Shares of Spirit Airlines (Nasdaq: SAVE ) just hit a 52-week high yesterday. Let's look at how the company got here and whether clear skies remain in the forecast.
How it got here
We are beginning to see a major shift from the dominance of national carriers to that of regional airlines, and Spirit Airlines is at the heart of the explosion in growth. Spirit, along with Allegiant Travel (Nasdaq: ALGT ) , a company I've profiled as my favorite play in the airline sector, are two discount airline companies that have really piled on the high-margin service fees to pad their bottom line. These discount airlines tease consumers with low rates, then let them choose high-margin optional fees that go almost exclusively to these airlines' bottom lines.
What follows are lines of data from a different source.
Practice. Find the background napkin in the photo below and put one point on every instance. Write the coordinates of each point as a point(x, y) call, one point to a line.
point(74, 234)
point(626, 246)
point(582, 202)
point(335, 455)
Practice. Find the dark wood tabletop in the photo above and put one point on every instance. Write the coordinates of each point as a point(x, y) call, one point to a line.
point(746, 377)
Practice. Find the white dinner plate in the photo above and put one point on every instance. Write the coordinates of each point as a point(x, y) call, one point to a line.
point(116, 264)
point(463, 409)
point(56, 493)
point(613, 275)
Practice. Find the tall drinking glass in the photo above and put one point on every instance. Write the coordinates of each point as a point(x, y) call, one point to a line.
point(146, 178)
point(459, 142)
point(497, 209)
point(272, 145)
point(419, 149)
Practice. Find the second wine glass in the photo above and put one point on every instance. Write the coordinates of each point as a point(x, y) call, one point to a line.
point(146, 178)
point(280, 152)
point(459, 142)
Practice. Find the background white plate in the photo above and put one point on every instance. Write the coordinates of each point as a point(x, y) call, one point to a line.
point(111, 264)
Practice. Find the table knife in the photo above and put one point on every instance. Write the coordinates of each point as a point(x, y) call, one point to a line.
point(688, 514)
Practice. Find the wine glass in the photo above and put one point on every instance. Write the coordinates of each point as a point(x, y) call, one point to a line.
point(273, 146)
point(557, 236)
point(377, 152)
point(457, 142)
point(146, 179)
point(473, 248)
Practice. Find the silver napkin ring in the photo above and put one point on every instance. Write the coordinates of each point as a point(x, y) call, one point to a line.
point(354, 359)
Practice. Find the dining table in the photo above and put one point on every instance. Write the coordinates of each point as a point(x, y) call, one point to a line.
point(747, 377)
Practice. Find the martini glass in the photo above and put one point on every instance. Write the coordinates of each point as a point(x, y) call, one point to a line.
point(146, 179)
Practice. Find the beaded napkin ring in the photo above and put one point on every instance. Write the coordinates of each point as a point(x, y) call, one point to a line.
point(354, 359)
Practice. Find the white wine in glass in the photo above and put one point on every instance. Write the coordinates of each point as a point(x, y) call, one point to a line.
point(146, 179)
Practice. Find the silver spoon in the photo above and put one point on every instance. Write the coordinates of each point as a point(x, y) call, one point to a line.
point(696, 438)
Spirit Airlines is a relative small-fry with just 37 planes at the end of fiscal 2011, but it is planning to add an additional seven in 2012. The key points here are that the law of big numbers is a long way off from catching up to Spirit, which could easily grow in excess of 20%, by my estimates, for many years to come, and that the company is rapidly growing capacity at a time when national carriers like United Continental Holdings (NYSE: UAL ) and Delta Air Lines (NYSE: DAL ) are reducing capacity to cut costs. That's a solid recipe for Spirit to continue to pick up market share.
How it stacks up
Let's see how Spirit Airlines stacks up next to its peers.
SAVE data by YCharts
Spirit is dominating its peers based on its performance since going public.
Cash / Debt
||$343 million / $0
||$306 million / $146 million
|Southwest Airlines (NYSE: LUV )
||$3.14 billion / $3.75 billion
|Delta Air Lines
||$3.62 billion / $13.88 billion
Sources: Morningstar, Yahoo! Finance. NM = not meaningful
As a capital-intensive business with razor-thin margins, having ample liquidity and being able to turn a profit are the two most important factors for any airline. Spirit is well-covered with absolutely no debt and $343 million in cash. In fact, it actually boasts a better net cash balance and a lower forward P/E and price-to-cash-flow than my sector favorite, Allegiant. Wall Street darling Southwest Airlines, on the other hand, has seen a net cash position turn into a net debt position of $617 million over the past year. National carriers continue to struggle despite their ebb-and-flow profitability. Delta, with its $10.3 billion in net debt, is a prime example of the risk associated with investing in the airline sector.
Now for the real question: What's next for Spirit Airlines? The answer really depends on whether it can continue to maintain and introduce what it refers to as its "optional fees" without alienating or angering its customer base.
Our very own CAPS community gives the company a two-star rating (out of five), with 35 of 49 members expecting it to outperform. Although I have not personally made a CAPScall on Spirit Airlines either way, I remain cautiously optimistic about its future. There's little denying that it appears cheap given its growth forecasts, and its balance sheet is impeccable. I am, however, concerned that the company's "charge first, ask questions later" business model could wind up ostracizing its customers over the long run. Spirit can get away with these extra fees because of extremely low teaser fares, but I wonder what will happen when more airlines attempt to follow suit? That's a tough question that only time can answer.